I'm not sure I see 30% worth of mandatory value here. Is Apple's moderation so good it's worth 27% the cost of my app? Do developers think they're paying for bitcode upgrades, and do they think that justifies the fee? Recompiling for new minor architectures isn't difficult.

For that matter, is there more value provided in moderation for a more expensive app? If they approve my app at $5, and then I up the price to $25, did their moderation process retroactively become more valuable to anyone?

Storage/hosting, support and distribution (bandwidth) are missing frim the list. Arguably, it may not cover 30%, but it does provide for more than 2.9%
Spotify/Kindle/etc subscriptions and purchases are not hosted or distributed by Apple.
No, but the apps are. Spotify comes in at 98MB, and Kindle at 113MB. That is a lot of bandwidth. Since Amazon don't offer IAP, they get that for free, Spotify do offer IAP, so contribute that way.
Then Apple or Google can make developers pay for the size.

And no, Amazon doesn't get it for free, they pay the developer fees like ALL the other developers

> Then Apple or Google can make developers pay for the size.

They do; it's part of the 30% margin for the price of an App/IAP.

Apple do offer iTunes Credit and often does discount of up to 15% from Retailers. ( I am betting those iTunes Credit are wholesale at anywhere between 13% to 10% discount, and Retailers takes in ~10 - 8% after deducting processing fees )

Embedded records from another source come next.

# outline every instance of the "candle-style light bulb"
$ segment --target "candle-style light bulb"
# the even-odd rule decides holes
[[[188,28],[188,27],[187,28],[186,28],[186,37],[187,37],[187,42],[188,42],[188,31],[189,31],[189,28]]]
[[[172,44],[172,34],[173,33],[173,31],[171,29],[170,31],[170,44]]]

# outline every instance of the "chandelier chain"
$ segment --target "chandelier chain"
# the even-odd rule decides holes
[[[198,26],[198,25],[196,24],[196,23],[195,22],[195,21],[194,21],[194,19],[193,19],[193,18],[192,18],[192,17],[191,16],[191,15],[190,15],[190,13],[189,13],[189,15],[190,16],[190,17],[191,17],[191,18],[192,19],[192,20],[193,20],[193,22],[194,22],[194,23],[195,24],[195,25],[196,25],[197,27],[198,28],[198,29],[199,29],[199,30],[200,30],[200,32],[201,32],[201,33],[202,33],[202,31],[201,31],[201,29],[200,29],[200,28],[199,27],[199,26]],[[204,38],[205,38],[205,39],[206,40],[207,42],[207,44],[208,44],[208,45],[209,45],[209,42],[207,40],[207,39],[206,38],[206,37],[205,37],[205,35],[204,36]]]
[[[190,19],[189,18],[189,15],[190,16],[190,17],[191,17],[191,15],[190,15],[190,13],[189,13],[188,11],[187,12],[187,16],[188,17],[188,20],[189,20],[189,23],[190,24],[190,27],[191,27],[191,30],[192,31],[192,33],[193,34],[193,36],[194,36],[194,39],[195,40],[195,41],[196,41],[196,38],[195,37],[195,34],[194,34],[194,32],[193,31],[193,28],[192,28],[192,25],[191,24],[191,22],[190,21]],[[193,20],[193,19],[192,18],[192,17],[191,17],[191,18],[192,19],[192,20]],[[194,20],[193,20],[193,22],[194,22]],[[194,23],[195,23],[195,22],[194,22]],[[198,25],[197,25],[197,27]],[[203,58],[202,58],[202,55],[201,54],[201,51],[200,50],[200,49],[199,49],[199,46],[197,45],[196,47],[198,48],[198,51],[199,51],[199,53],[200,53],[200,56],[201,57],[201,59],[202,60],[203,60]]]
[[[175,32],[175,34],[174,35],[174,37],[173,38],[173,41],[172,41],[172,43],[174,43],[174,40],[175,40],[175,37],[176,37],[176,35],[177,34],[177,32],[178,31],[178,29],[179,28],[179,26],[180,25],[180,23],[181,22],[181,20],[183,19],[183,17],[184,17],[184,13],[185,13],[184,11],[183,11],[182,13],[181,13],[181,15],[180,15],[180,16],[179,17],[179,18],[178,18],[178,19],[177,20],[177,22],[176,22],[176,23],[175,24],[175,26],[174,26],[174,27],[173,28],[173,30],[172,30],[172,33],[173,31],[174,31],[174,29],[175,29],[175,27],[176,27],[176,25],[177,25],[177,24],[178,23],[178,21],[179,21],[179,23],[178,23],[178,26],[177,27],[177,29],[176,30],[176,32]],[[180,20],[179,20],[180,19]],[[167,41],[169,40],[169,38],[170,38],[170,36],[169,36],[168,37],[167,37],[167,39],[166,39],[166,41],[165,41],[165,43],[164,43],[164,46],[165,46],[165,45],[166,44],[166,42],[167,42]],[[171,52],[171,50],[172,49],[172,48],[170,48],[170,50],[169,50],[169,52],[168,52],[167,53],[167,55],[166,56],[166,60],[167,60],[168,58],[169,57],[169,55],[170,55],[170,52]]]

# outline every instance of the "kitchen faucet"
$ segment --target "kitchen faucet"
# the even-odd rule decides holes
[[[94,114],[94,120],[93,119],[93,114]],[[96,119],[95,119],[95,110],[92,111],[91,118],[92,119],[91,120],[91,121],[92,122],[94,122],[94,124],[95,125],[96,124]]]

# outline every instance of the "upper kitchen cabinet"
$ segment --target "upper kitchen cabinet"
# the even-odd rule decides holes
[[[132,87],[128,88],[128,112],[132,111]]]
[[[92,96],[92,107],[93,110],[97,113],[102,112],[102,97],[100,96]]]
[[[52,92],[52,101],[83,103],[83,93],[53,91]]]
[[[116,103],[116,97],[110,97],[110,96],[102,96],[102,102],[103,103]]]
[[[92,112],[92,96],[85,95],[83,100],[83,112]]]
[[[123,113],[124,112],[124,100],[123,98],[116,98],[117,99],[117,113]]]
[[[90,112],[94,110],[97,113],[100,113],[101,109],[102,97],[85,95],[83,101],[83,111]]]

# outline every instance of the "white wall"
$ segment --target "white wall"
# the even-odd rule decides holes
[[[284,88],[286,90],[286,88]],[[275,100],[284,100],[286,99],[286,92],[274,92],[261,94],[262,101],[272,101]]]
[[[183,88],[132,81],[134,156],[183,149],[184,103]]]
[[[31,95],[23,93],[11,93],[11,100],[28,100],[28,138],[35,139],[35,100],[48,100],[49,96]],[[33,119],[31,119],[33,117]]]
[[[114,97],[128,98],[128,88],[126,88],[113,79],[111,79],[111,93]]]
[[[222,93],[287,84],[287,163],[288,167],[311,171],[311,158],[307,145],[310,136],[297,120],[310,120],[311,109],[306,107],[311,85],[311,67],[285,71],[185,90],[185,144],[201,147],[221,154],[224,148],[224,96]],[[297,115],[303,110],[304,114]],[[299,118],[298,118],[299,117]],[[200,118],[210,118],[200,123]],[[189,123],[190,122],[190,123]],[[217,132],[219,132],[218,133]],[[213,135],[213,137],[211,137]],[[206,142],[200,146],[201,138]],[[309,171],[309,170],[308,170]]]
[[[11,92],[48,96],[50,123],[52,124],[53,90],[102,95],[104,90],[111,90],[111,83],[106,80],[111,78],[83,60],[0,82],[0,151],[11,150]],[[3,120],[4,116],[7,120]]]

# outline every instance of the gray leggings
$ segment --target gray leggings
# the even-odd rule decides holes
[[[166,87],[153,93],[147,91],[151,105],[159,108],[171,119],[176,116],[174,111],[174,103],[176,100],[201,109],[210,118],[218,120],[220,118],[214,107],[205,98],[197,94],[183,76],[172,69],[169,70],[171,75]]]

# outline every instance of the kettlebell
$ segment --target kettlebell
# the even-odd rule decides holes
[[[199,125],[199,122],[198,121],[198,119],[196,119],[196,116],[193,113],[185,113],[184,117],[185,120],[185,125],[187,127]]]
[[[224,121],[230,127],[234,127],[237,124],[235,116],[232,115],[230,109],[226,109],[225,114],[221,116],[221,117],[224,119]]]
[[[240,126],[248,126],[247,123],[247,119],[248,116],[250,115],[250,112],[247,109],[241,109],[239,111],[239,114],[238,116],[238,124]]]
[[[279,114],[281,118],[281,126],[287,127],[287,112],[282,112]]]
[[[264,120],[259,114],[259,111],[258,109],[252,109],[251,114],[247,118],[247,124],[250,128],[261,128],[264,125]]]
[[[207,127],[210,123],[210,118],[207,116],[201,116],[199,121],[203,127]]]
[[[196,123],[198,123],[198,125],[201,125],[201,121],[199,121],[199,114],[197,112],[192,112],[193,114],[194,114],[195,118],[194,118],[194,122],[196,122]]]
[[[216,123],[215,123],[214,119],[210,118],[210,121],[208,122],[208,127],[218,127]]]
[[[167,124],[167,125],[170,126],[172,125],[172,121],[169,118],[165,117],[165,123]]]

Still, not many buy iTunes Credit. Most just use Credit Card direct from Apple Pay. But even if we have included all these, the 30% is still excessive.

The problem Apple is having is similar to their phone, it is not about the price tag or the 30% charges, it is people paying for it fail to see or justify its value. Apple will need to offer more "values". From Developers to its Users.

If Apple's involvement is worth a 30% cut, surely they can compete in the free market with other App stores and distribution methods.
So if Ann's a developer and doesn't want their payment processing, and Bruce is a consumer and doesn't want their curation, then the buyer and seller should be able to dispense with the surcharge if they dispense with the "service." But they can't (without jumping through hoops.) And what's more, if Trusty App Corp. were to come along and set up a 20% cut Trusty App store that could be conveniently installed via an exploit, they would be undoubtedly sued for IP violations, due to the state protecting Apple's exclusive right to Apple IP. This is pure rent-seeking on the part of Apple, and ultimately antitrust laws exist to discourage rent-seeking even more than discouraging monopolies per se.
So charge the developers for that underwriting service.